LORE++: Logical Location Regression Network for Table Structure Recognition with Pre-training
CoRR(2024)
摘要
Table structure recognition (TSR) aims at extracting tables in images into
machine-understandable formats. Recent methods solve this problem by predicting
the adjacency relations of detected cell boxes or learning to directly generate
the corresponding markup sequences from the table images. However, existing
approaches either count on additional heuristic rules to recover the table
structures, or face challenges in capturing long-range dependencies within
tables, resulting in increased complexity. In this paper, we propose an
alternative paradigm. We model TSR as a logical location regression problem and
propose a new TSR framework called LORE, standing for LOgical location
REgression network, which for the first time regresses logical location as well
as spatial location of table cells in a unified network.
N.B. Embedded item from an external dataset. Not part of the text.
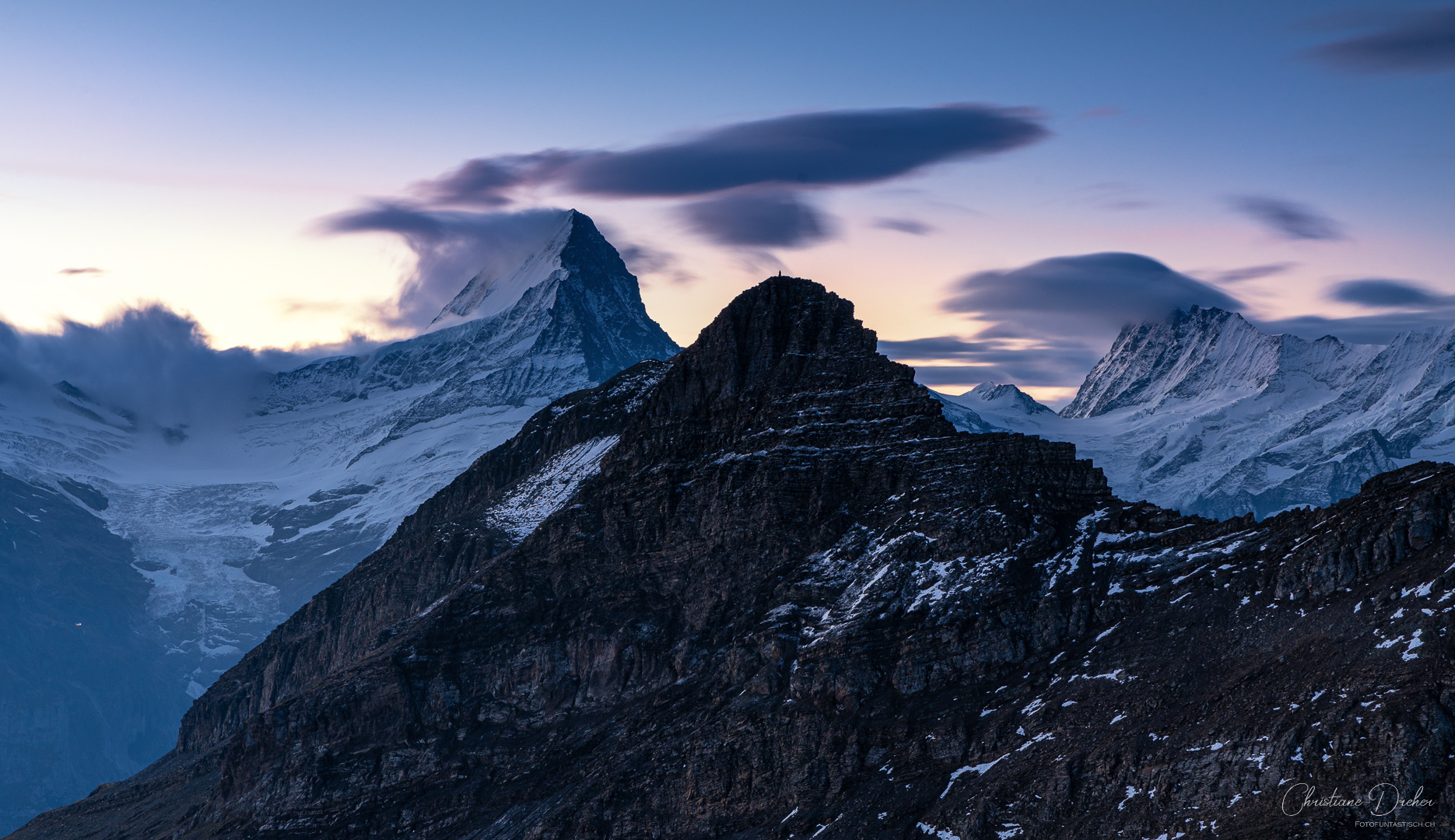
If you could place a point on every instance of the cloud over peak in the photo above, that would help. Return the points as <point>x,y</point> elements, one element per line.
<point>802,150</point>
<point>1051,320</point>
<point>747,180</point>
Our proposed LORE is
conceptually simpler, easier to train, and more accurate than other paradigms
of TSR. Moreover, inspired by the persuasive success of pre-trained models on a
number of computer vision and natural language processing tasks, we propose two
pre-training tasks to enrich the spatial and logical representations at the
feature level of LORE, resulting in an upgraded version called LORE++. The
incorporation of pre-training in LORE++ has proven to enjoy significant
advantages, leading to a substantial enhancement in terms of accuracy,
generalization, and few-shot capability compared to its predecessor.
Experiments on standard benchmarks against methods of previous paradigms
demonstrate the superiority of LORE++, which highlights the potential and
promising prospect of the logical location regression paradigm for TSR.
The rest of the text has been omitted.